山口県配備イージスアショアは「ブースターを発射場内に落とす」運用
8月29日に山口県阿武町議会に対する第3回目のイージスアショア配備説明会で「SM-3迎撃ミサイルのブースターは発射場内(現在の陸上自衛隊むつみ演習場)に落とす」という運用であることが分かりました。
同様の説明は秋田県秋田市には行われていないようで、海まで1kmと近い秋田市のイージスアショア配備予定地の新屋演習場と、海まで最短でも10kmはある山口県むつみ演習場では運用方法が異なる可能性があり、秋田配備のイージスアショアではブースターを海に落とす予定なのかもしれません。
イージスアショアで運用されるSM-3迎撃ミサイルは推進部分が三段式の構造で、第一段ブースター、第二段ロケットモーター、第三段ロケットモーター、そしてキネティック弾頭に分かれています。第一段ブースターはMk72と呼ばれるアメリカ製で、この部分だけで重量は約700kgもあり、推進剤を使い切っても約250kgの残骸が落ちてくることになります。Mk72ブースターの燃焼時間は約6秒です。

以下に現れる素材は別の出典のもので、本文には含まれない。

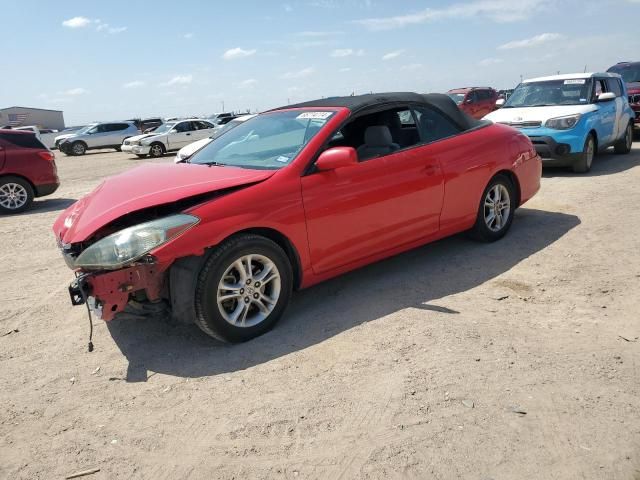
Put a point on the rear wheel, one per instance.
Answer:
(156, 150)
(243, 288)
(16, 194)
(583, 165)
(78, 148)
(496, 210)
(625, 143)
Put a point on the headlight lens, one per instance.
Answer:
(563, 123)
(130, 244)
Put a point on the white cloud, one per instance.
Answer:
(74, 91)
(134, 84)
(237, 52)
(531, 42)
(346, 52)
(496, 10)
(178, 80)
(76, 22)
(249, 83)
(487, 62)
(392, 55)
(305, 72)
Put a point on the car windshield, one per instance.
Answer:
(86, 129)
(456, 97)
(269, 141)
(629, 73)
(574, 91)
(165, 127)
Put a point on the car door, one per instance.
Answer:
(95, 137)
(374, 206)
(605, 119)
(202, 130)
(180, 135)
(3, 147)
(622, 118)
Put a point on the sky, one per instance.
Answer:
(116, 59)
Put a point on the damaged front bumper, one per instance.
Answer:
(108, 292)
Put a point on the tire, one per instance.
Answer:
(156, 150)
(625, 143)
(230, 320)
(490, 227)
(583, 165)
(77, 148)
(16, 195)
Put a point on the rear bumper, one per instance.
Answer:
(553, 152)
(47, 189)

内陸に配備する欧州イージスアショアも第一段ブースターを地上に落とさざるをえない運用です。配備場所のルーマニアのデベセル、ポーランドのレジコボは共に飛行場の跡地を利用しており、日本配備予定地よりも敷地面積は広くなっているので、第一段ブースターはより安全に敷地内に落とせるかもしれません。ただし第二段と第三段のロケットモーターは敷地外に出て行くので、欧州配備では内陸の何処かに落ちて来る可能性があります。日本配備ならば第二段と第三段は海に落ちることになります。